A amigos, logo que chegou, Lucas se disse fascinado pela forma como o Tube abrange praticamente toda a cidade. Também se impressionou com a segurança que sente ao rodar por ele. É um detalhe que realça como ele está adaptado à cidade. Em Paris, o ex-são-paulino nunca utilizava o metrô local, para evitar qualquer problema.

Na capital inglesa, se aproximou do goleiro Gomes, hoje no Watford, que ficou famoso na Premier League por já ter apelado ao metrô para driblar o trânsito pesado e, mesmo de uniforme, se dirigir a um jogo. O goleiro é um dos amigos que frequentam a casa de Lucas, conhecido por ser caseiro e religioso. Uma vez por semana, reúne os mais próximos para uma roda de oração em sua casa. Willian e David Luiz também costumam participar.

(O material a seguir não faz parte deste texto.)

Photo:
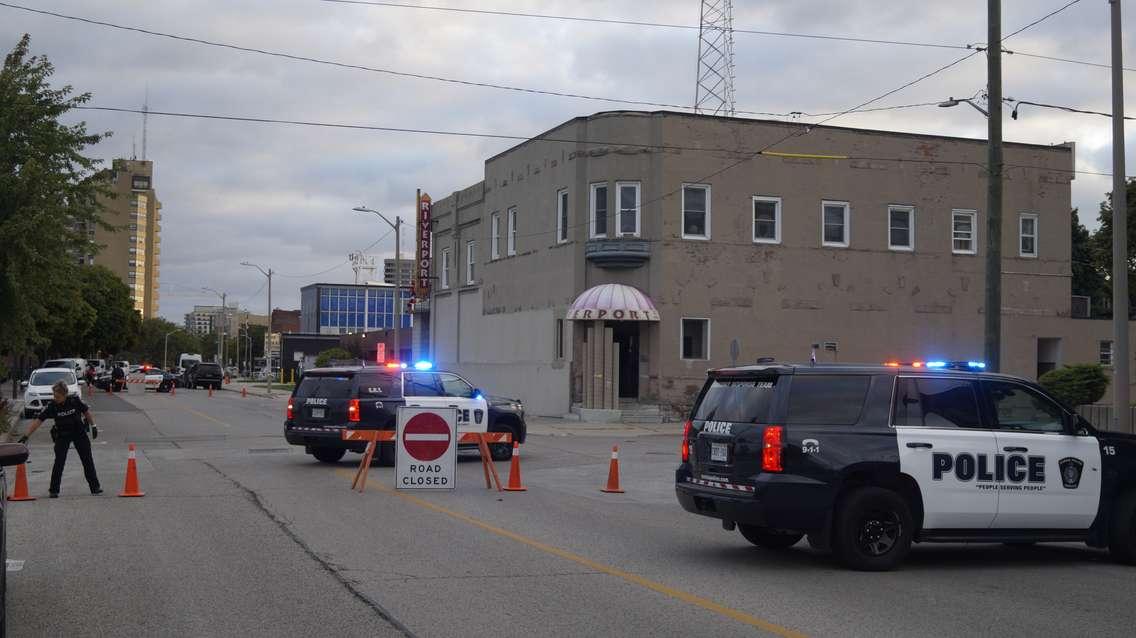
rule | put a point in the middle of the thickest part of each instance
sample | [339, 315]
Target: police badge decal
[1070, 471]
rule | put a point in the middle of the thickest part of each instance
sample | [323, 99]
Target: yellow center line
[203, 416]
[652, 585]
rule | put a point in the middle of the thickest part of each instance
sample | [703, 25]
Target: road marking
[652, 585]
[203, 416]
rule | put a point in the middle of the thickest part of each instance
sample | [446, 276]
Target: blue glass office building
[336, 309]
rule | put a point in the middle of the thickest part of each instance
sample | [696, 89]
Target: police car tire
[861, 506]
[769, 538]
[1122, 529]
[328, 454]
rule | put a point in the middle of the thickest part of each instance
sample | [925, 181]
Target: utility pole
[993, 325]
[1119, 234]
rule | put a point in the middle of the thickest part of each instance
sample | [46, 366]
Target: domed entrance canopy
[612, 302]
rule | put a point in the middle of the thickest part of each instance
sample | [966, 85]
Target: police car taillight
[771, 448]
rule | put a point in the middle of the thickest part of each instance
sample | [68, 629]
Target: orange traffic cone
[515, 471]
[21, 492]
[614, 472]
[131, 487]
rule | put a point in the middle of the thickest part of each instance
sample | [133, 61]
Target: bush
[1076, 385]
[332, 354]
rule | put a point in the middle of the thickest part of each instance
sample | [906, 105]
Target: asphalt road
[241, 535]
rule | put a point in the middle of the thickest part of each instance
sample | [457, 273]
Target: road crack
[285, 526]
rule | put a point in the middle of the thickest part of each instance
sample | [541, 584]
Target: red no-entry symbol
[426, 436]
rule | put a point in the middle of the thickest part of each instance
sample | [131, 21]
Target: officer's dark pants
[83, 446]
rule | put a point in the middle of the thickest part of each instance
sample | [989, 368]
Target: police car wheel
[873, 529]
[769, 538]
[328, 454]
[1122, 532]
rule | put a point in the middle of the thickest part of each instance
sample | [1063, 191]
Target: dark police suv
[868, 459]
[330, 400]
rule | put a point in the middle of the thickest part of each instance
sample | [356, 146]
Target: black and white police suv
[330, 400]
[868, 459]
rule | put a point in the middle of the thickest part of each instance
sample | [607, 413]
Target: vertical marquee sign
[423, 254]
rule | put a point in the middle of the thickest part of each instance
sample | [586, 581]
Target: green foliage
[1077, 385]
[47, 187]
[332, 354]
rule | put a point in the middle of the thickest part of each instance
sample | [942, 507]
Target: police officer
[69, 413]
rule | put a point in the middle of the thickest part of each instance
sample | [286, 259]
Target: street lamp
[224, 313]
[268, 333]
[992, 330]
[398, 276]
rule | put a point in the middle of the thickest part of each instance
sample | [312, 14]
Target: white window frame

Michael Regan - UEFA/UEFA via Getty Images Michael Regan - UEFA/UEFA via Getty Images

Outro fator que atribuem para a sua adaptação fácil é ter chegado ao Tottenham com um inglês já desenvolvido. Enquanto Firmino até hoje não faz entrevistas no idioma, Lucas já participava, com menos de um ano, de ações institucionais e falava com jornalistas nativos sem a necessidade de tradutor ao lado.

O jogador Sandro, ex-volante do Tottenham e hoje na Udinese, foi uma das pessoas com quem Lucas conversou antes de fechar com o time num momento em que Manchester United, Napoli e Bétis batiam à sua porta. "Um dia o celular toca e era ele do outro lado: 'e aí, Sandro, como é que é?' Ele estava balançado. Uma vez ou outra, nos falamos. Mas ali o vestiário é muito gostoso, não tem essa de novato, fechar grupinho. É um vestiário tranquilo, gosto de todo mundo. A torcida é fantástica, todo jogo vai está cheio, lotado, uma coisa que puxa o jogador, torcida lotada e cantando", completa.

Lucas tem uma relação bacana com Eric Dier, que fala português por causa do período em que atuou no Sporting, de Portugal. Ao lado de Dele Alli, é quem comanda a música no vestiário. É próximo também do argentino Eric Lamela, o belga Jan Vertonghen e o francês Moussa Sissoko.